Gov. Greg Abbott leads Democratic challenger Beto O’Rourke by 7 percentage points, according to an exclusive Spectrum News/Siena College poll out Thursday.

Texas is just four weeks out from early voting in the November general election. Busloads of migrants bused to New York City and Washington, D.C., plus the state’s near-total ban on abortion, have pushed the Texas governor’s race into the national spotlight.

What You Need To Know

  • Gov. Greg Abbott holds a 7-point lead over challenger Beto O'Rourke ahead of the November general election

  • O'Rourke has to overcome the unfavorable views of independents to beat incumbent Abbott

  • Independents side with Abbott on immigration and guns; O'Rourke wins on abortion and critical race theory

  • Developing news — and the race's only debate on Sept. 30 — could give either Abbott or O'Rourke the advantage

Abbott, who is seeking his third four-year term as governor in the predominantly Republican state, continues to show an edge in the polls, 50% to O’Rourke’s 43% among likely voters.

The Spectrum News/Siena College poll was conducted the week of Sept. 14-18 and included 651 likely voters.
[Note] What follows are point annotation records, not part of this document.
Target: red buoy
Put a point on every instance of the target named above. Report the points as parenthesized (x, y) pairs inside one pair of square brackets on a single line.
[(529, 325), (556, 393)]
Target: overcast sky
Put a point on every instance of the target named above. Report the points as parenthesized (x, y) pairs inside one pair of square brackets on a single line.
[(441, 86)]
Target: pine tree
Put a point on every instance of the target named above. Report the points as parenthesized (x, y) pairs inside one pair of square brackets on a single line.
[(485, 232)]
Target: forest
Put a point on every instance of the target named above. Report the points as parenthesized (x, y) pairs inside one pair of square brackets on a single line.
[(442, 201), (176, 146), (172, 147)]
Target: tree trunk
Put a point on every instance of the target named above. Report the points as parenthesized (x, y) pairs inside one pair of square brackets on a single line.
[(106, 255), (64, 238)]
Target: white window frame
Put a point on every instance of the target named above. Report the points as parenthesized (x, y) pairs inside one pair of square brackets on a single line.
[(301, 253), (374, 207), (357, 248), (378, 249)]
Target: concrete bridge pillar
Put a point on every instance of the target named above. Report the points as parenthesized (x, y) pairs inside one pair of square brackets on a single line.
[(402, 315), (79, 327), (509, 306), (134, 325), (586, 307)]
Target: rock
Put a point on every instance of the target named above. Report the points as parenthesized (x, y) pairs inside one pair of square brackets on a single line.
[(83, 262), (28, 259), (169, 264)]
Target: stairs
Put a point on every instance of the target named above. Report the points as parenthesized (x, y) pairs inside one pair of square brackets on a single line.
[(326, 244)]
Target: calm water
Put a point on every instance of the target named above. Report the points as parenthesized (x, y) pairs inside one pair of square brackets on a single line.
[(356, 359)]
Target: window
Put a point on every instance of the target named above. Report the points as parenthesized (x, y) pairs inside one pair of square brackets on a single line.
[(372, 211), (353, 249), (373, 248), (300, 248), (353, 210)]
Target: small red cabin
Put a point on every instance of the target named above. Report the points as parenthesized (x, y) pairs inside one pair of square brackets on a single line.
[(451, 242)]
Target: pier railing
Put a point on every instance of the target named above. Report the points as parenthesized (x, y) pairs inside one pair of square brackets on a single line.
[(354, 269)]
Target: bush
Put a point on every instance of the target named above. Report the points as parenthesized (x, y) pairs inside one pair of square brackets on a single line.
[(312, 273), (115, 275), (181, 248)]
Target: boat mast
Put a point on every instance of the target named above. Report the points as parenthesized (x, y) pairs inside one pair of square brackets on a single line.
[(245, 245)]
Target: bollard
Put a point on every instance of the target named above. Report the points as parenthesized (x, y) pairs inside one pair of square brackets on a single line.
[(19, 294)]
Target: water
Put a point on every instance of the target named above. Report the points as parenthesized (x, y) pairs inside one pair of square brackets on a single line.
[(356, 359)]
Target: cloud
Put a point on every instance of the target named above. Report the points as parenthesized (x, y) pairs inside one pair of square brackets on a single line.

The poll has a margin of error of 4.4%.

The last time a Democrat was elected to statewide office in Texas was 1994. O’Rourke, a former congressman from El Paso, has come the closest to a competitive statewide race in the interim, with his challenge of U.S. Sen. Ted Cruz in 2018, a race which eventually split 51%-48%.

Professor Don Levy, director of the Siena Research Institute, says O’Rourke is struggling with a favorability problem. When Democrats, Republicans and independents are combined, only 39% have a favorable opinion of O’Rourke; 52% have an unfavorable opinion. Independents, which are now a larger voting bloc than Democrats in Texas, only gave O’Rourke a 38% favorable rating, compared to 49% unfavorable, Levy said. The remaining 13% either didn’t know who O’Rourke was or had no opinion.

“Seven points is a big hill to climb, especially against a plurality Republican voting field,” Levy said. “But certainly, former Congressman O’Rourke is going to have to work on each issue that he has an opportunity.”

That means courting the independent bloc, which is about a third of all Texas voters. The Spectrum News/Siena College poll shows independents tend to side with Abbott on the economy, immigration and guns. But on social issues — such as abortion rights and critical race theory — voters lean toward the more liberal views of Democrats. 

O’Rourke’s strongest support is along the Austin-San Antonio corridor. O’Rourke, who just announced a college tour for next week, has his strongest support among the 18-34 age group. Black and Latino voters also indicated stronger support for O’Rourke over Abbott.

Abbott, by comparison, has a 47% favorable rating, compared to 46% unfavorable. Those who have the most favorable opinion of Abbott are white, rural, older, and across all incomes. Abbott and O’Rourke will meet for the first, and only, time in a televised debate on Sept. 30. Could independent voters swing toward O’Rourke? According to Levy, maybe. 

“There certainly are a small number of swing voters in Texas, and that’s going to be the prize, whether it’s in this debate, or the commentary after to debate, or whether something happens with the raid on (former President Donald Trump’s office at) Mar-a-Lago,” Levy said. 

Both Lt. Gov. Dan Patrick and Attorney General Ken Paxton carry leads in their respective races. Patrick leads Democratic challenger Mike Collier, 49%-40%. Paxton leads Democratic challenger Rochelle Garza, 47%-42%.

Name recognition is a problem for both Collier and Garza. Both poll with 75% indicating they either don’t know or have no opinion of the candidates, even though Collier also was Patrick’s challenger in the 2018 general election.